In software engineering, a double-chance function is a software design pattern with a strong application in cross-platform and scalable development.

Examples

Computer graphics

Consider a graphics API with functions to DrawPoint, DrawLine, and DrawSquare. It is easy to see that DrawLine can be implemented solely in terms of DrawPoint, and DrawSquare can in turn be implemented through four calls to DrawLine. If you were porting this API to a new architecture you would have a choice: implement three different functions natively (taking more time to implement, but likely resulting in faster code), or write DrawPoint natively, and implement the others as described above using common, cross-platform, code.  An important example of this approach is the X11 graphics system, which can be ported to new graphics hardware by providing a very small number of device-dependent primitives, leaving higher level functions to a hardware-independent layer.
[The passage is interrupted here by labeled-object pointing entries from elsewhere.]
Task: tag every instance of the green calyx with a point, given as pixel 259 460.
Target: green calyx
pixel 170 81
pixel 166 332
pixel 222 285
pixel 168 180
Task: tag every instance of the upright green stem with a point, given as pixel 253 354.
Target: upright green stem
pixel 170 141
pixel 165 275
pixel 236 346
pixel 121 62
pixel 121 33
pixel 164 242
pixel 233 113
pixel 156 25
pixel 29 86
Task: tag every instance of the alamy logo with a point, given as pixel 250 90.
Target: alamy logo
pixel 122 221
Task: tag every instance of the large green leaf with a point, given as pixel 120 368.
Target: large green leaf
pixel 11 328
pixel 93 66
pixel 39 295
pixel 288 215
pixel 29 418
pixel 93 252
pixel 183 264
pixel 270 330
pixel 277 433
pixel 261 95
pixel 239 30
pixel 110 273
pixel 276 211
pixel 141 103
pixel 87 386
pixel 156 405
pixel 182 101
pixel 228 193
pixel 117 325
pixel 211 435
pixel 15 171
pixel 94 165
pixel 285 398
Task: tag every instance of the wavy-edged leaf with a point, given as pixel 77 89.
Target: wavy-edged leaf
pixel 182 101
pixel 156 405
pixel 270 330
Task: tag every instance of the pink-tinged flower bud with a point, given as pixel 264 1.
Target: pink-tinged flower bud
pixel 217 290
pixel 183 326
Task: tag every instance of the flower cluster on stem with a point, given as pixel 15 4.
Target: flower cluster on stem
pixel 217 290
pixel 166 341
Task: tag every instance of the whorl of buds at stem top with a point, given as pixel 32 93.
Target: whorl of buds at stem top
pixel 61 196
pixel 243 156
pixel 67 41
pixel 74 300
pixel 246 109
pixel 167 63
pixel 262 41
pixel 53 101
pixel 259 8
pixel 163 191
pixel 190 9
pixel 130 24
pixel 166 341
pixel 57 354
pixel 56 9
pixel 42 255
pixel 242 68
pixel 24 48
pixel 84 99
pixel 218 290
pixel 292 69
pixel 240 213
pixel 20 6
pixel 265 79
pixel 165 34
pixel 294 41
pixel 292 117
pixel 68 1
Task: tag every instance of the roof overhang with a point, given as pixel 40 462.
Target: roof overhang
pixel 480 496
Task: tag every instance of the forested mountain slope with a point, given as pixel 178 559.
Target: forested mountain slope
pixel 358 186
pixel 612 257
The double-chance function is an optimal method of creating such an implementation, whereby the first draft of the port can use the "fast to market, slow to run" version with a common DrawPoint function, while later versions can be modified as "slow to market, fast to run". Where the double-chance pattern scores high is that the base API includes the self-supporting implementation given here as part of the null driver, and all other implementations are extensions of this. Consequently, the first port is, in fact, the first usable implementation.

One typical implementation in C++ could be:
 class CBaseGfxAPI {
     virtual void DrawPoint(int x, int y) = 0; /* Abstract concept for the null driver */
     virtual void DrawLine(int x1, int y1, int x2, int y2) { /* DrawPoint() repeated */}
     virtual void DrawSquare(int x1, int y1, int x2, int y2) { /* DrawLine() repeated */}
 };

 class COriginalGfxAPI : public CBaseGfxAPI {
     virtual void DrawPoint(int x, int y) { /* The only necessary native calls */ }
     virtual void DrawLine(int x1, int y1, int x2, int y2) { /* If this function exists a native DrawLine
                                                                routine will be used. Otherwise the base
                                                                implementation is run. */}
 };

 class CNewGfxAPI : public CBaseGfxAPI {
     virtual void DrawPoint(int x, int y) { /* The only necessary for native calls */ }
 };
Note that the CBaseGfxAPI::DrawPoint function is never used, per se, as any graphics call goes through one of its derived classes. So a call to CNewGfxAPI::DrawSquare would have its first chance to render a square by the CNewGfxAPI class. If no native implementation exists, then the base class is called, at which point the virtualization takes over and means that CNewGfxAPI::DrawLine is called. This gives the CNewGfxAPI class a “second chance” to use native code, if any is available.

With this method it is, theoretically, possible to build an entire 3D engine (applying software rasterizing) using only one native function in the form of DrawPoint, with other functions being implemented as and when time permits. In practice this would be hopelessly slow, but it does demonstrate the possibilities for double-chance functions.